First Nation unrest is "hot" topic in Ottawa as Senate Committee studies Kelowna Accord bill

From Globe and Mail

Tory approach to natives could mean protests, Martin says

BILL CURRY - April 8, 2008

OTTAWA — The Conservative government's “too bad, so sad” approach to Canadian aboriginals will be to blame if natives increasingly turn to confrontation and protest, former prime minister Paul Martin warned yesterday.

Mr. Martin was testifying before a Senate committee that is studying a private member's bill he had put forward. The bill calls on Ottawa to honour the 2005 Kelowna Accord, one of the last official acts signed by the Liberals before the Conservatives took office.

Mr. Martin argued the 11/2 years of negotiations leading up to the $5-billion accord stirred hopes that federal action was on its way to raise education, housing and health standards for aboriginals.

“When that happens, and then all of a sudden the federal government just simply says, ‘Too bad, so sad, we're walking,' I think it has an enormous amount to do with their credibility,” he said.

Conservative senators disputed Mr. Martin's comments, suggesting the “supposed accord” lacked appropriate detail and arguing that Tories decided to focus on such issues as land claims and water.

Liberal Senator Roméo Dallaire, a former commander with the Canadian Armed Forces, argued in committee that the issue is taking on a national security dimension as the aboriginal youth population grows.

“We've heard about the aboriginal day of action,” Mr. Dallaire said, in reference to plans to repeat last year's demonstrations.

“Isn't there an internal security risk that's raising itself more and more as the youths see themselves more and more disenfranchised and, in fact, that they could actually, if they ever coalesced, bring this country to a standstill?”

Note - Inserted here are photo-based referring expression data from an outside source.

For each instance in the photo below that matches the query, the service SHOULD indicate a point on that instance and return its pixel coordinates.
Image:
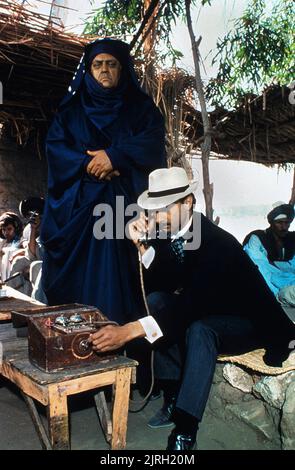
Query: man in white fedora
(205, 298)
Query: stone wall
(265, 403)
(22, 174)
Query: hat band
(167, 192)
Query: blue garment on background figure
(126, 124)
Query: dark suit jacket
(219, 279)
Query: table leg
(58, 420)
(120, 408)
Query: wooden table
(15, 300)
(53, 389)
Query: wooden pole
(206, 144)
(292, 200)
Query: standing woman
(106, 138)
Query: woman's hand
(100, 164)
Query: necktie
(177, 249)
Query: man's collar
(183, 230)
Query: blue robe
(77, 266)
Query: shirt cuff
(148, 257)
(151, 328)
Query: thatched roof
(261, 130)
(38, 59)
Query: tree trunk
(206, 144)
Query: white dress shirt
(149, 324)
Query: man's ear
(189, 200)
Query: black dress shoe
(163, 417)
(178, 441)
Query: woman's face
(106, 70)
(8, 232)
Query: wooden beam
(120, 408)
(58, 419)
(37, 422)
(104, 415)
(24, 383)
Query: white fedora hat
(166, 185)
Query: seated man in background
(11, 229)
(28, 263)
(206, 297)
(273, 251)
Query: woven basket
(254, 360)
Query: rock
(288, 419)
(229, 394)
(254, 414)
(273, 388)
(218, 377)
(238, 378)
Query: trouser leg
(205, 340)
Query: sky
(235, 183)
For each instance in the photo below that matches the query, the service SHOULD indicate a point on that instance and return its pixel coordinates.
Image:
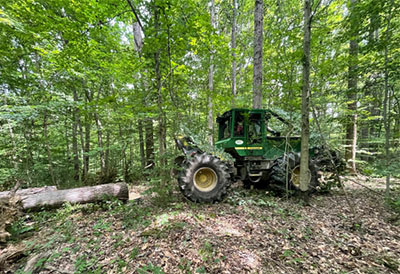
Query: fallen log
(28, 191)
(75, 196)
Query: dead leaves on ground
(250, 232)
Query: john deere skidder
(262, 156)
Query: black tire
(287, 169)
(204, 178)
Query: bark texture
(258, 54)
(75, 196)
(28, 191)
(305, 100)
(351, 128)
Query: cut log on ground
(28, 191)
(75, 196)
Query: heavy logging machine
(262, 156)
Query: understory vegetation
(252, 231)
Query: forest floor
(350, 231)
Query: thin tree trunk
(86, 157)
(100, 138)
(258, 53)
(351, 128)
(233, 49)
(47, 145)
(66, 136)
(149, 142)
(141, 144)
(82, 147)
(161, 119)
(75, 139)
(386, 102)
(305, 102)
(100, 142)
(211, 82)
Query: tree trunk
(161, 115)
(351, 127)
(28, 191)
(47, 145)
(211, 82)
(100, 139)
(75, 196)
(258, 53)
(386, 102)
(86, 159)
(141, 144)
(149, 142)
(305, 100)
(233, 49)
(75, 139)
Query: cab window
(224, 129)
(239, 125)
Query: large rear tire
(204, 178)
(286, 170)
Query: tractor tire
(287, 169)
(204, 178)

Mr. Martin said that aboriginal leaders have shown enormous restraint, and he hopes Ottawa acts before it gets to that point.

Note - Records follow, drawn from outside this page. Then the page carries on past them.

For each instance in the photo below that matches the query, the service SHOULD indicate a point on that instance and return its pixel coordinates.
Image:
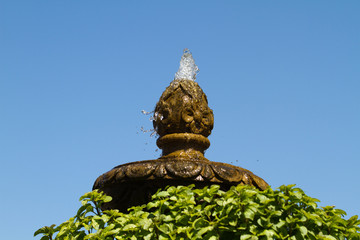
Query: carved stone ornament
(183, 121)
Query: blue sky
(282, 78)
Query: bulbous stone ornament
(183, 121)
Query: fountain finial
(182, 117)
(183, 121)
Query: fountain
(183, 121)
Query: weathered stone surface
(183, 121)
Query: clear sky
(282, 78)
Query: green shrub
(182, 212)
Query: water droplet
(188, 68)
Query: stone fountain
(183, 121)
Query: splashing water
(188, 68)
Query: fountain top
(183, 120)
(188, 68)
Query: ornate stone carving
(183, 120)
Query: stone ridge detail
(180, 169)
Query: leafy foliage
(182, 212)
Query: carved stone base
(133, 183)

“There is a degree of hopelessness and it's partly been brought on by the refusal to implement Kelowna,” Mr. Martin said.

“The best way to avoid what you have just said is to show that in fact we understand, and we are going to deal with those issues.”

While Mr. Martin and the senators were debating the issue, one provocative native leader was in town vowing a novel approach to raise the stakes.

Chief Terry Nelson of Manitoba's Roseau River Anishinabe First Nation had a meeting scheduled yesterday with the Venezuelan embassy in Ottawa.

Mr. Nelson said he was submitting a direct request to Venezuelan President Hugo Chavez for political and financial support to Canadian native communities that are in legal battles over resource rights.

He noted that six native leaders from the KI First Nation in northwestern Ontario were recently jailed because they could not afford financial penalties, nor could they afford further legal battles, in their attempt to block access to mining prospectors on traditional lands.